# WSM Hanging Racks



## MileHiGuy (Aug 9, 2019)

I'm thinking about getting some hanging racks for my 22" Weber WSM.  Any experience?


----------



## noboundaries (Aug 9, 2019)

Weber made them for a while, then stopped at the end of 2017. I know they can be found. Original price was $39.95. I've seen sellers asking as much as $150! 

I have an in-law who made his own hanging racks for his homemade, WSM-like smoker. Hanging is the only way he does ribs. I didn't really notice any difference between his and mine except he can hang something like 12-15 racks of SLCs and I can do six, maybe eight using rib racks on the 22.5" WSM grates.

Edit addition: He made his hanging rack frame out of rebar, then bought stainless "S-hooks" to hang from the cross pieces.


----------



## MileHiGuy (Aug 9, 2019)

Yeah I think they would be pretty easy to make.  

Interesting...any idea why Weber doesn't make them any more?  Must be sales-related.


----------



## krj (Aug 9, 2019)

Outside links aren't allowed, but I did a quick search and found a website named barbecueworld, that offers an expandable smoking rack. For $45 it might be worth a look.


----------



## noboundaries (Aug 9, 2019)

MileHiGuy said:


> ...any idea why Weber doesn't make them any more?  Must be sales-related.

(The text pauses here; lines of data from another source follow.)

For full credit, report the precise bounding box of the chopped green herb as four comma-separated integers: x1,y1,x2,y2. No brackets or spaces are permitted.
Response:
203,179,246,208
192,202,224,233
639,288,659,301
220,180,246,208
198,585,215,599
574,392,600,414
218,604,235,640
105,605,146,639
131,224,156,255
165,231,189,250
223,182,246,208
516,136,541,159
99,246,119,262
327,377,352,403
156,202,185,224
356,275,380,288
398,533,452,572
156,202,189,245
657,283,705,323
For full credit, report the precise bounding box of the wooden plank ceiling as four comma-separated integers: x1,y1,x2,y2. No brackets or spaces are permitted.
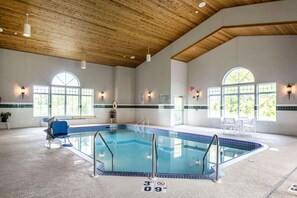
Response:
172,22,297,62
0,0,277,67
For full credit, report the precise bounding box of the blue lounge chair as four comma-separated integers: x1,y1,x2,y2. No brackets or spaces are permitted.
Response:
47,121,72,148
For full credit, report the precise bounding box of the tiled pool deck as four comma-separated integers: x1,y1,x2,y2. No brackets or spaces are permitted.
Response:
0,125,296,198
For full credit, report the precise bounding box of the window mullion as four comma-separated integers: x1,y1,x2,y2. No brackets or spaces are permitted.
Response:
64,86,67,116
237,85,240,118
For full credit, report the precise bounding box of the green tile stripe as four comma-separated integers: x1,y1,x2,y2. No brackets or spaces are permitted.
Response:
184,105,208,110
1,103,296,111
94,104,113,108
94,104,174,109
0,103,33,108
277,106,297,111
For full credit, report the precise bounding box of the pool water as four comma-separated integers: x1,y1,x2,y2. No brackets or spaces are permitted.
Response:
69,129,252,175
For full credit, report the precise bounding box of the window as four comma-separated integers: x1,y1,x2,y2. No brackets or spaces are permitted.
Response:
208,87,221,118
257,83,276,121
52,72,80,87
207,67,277,121
222,67,255,118
81,89,94,116
33,86,49,116
223,67,254,85
33,72,94,117
51,87,66,116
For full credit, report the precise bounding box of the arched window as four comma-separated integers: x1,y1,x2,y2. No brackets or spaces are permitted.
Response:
208,67,276,121
33,72,94,117
51,72,81,116
223,67,254,85
222,67,255,118
52,72,80,87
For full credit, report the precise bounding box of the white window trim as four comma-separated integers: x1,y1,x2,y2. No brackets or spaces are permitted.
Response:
33,72,94,117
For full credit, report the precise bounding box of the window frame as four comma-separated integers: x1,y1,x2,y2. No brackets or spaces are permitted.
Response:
33,85,50,117
222,83,256,119
207,67,277,122
256,82,277,121
33,72,94,117
81,88,95,116
207,87,221,118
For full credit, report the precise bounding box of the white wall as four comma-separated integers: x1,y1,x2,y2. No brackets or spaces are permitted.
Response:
114,66,136,123
135,48,172,104
187,36,297,135
114,66,135,104
0,49,115,103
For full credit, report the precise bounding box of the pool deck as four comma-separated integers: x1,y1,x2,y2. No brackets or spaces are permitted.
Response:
0,125,297,198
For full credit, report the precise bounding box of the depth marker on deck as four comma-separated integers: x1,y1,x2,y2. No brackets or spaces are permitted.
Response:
141,180,167,193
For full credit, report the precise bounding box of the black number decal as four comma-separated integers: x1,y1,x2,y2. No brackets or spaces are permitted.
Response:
144,187,151,191
144,181,151,186
155,187,162,192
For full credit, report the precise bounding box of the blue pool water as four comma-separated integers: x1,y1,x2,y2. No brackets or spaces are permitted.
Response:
68,125,262,176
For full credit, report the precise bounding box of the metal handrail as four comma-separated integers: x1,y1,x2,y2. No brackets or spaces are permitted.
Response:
150,134,158,180
93,131,114,177
155,134,158,174
135,116,149,128
202,134,221,183
135,116,150,139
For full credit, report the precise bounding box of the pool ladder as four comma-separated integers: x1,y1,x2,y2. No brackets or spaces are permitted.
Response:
135,116,150,139
92,131,114,178
202,134,221,183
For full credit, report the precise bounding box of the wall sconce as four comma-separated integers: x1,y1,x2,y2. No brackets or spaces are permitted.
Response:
193,91,200,101
21,86,25,99
100,91,105,101
148,91,152,101
287,84,292,100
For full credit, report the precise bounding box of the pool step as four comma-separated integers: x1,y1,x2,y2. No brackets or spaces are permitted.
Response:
97,161,105,172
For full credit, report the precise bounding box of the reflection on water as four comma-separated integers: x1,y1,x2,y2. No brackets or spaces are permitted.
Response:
69,130,249,175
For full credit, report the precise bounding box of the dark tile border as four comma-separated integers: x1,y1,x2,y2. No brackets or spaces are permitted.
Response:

I didn't even know they existed until I saw a YouTube video of a guy using one in early 2018. That's when I decided to buy one and learned all the information above. I called Weber, but they would not give ANY information, only to say they would not be making them again. I figured it was either a sales issue or an infringement on someone else's product.


----------



## JWFokker (Aug 11, 2019)

Lavalock makes some. There are quite a few options out there still, but weber did have three cross bars to hang from whereas the rest only have two.


----------



## drunkenmeatfist (Aug 11, 2019)

You can get a stainless steel hanging rack for the WSM from Hunsaker Smokers. It is $50 and they usually offer free shipping. I have the same design in my drum and it has a ton of capacity. I believe you can get over 20 half chickens in the thing.


----------



## yankee2bbq (Aug 11, 2019)

drunkenmeatfist said:


> You can get a stainless steel hanging rack for the WSM from Hunsaker Smokers. It is $50 and they usually offer free shipping. I have the same design in my drum and it has a ton of capacity. I believe you can get over 20 half chickens in the thing.



That’s cool. I’ll have to check into this also!


----------



## noboundaries (Aug 11, 2019)

I haven't searched for a while, but earlier I noticed a lot of the products were for 18" only. Just check to make sure.


----------



## JWFokker (Aug 14, 2019)

I like these if you're using the grates, but the Hunsaker rack looks perfect for a WSM dome. The extra height is very useful.

https://www.homedepot.com/p/Cuisinart-Smoker-Hooks-CSH-400/302971059


----------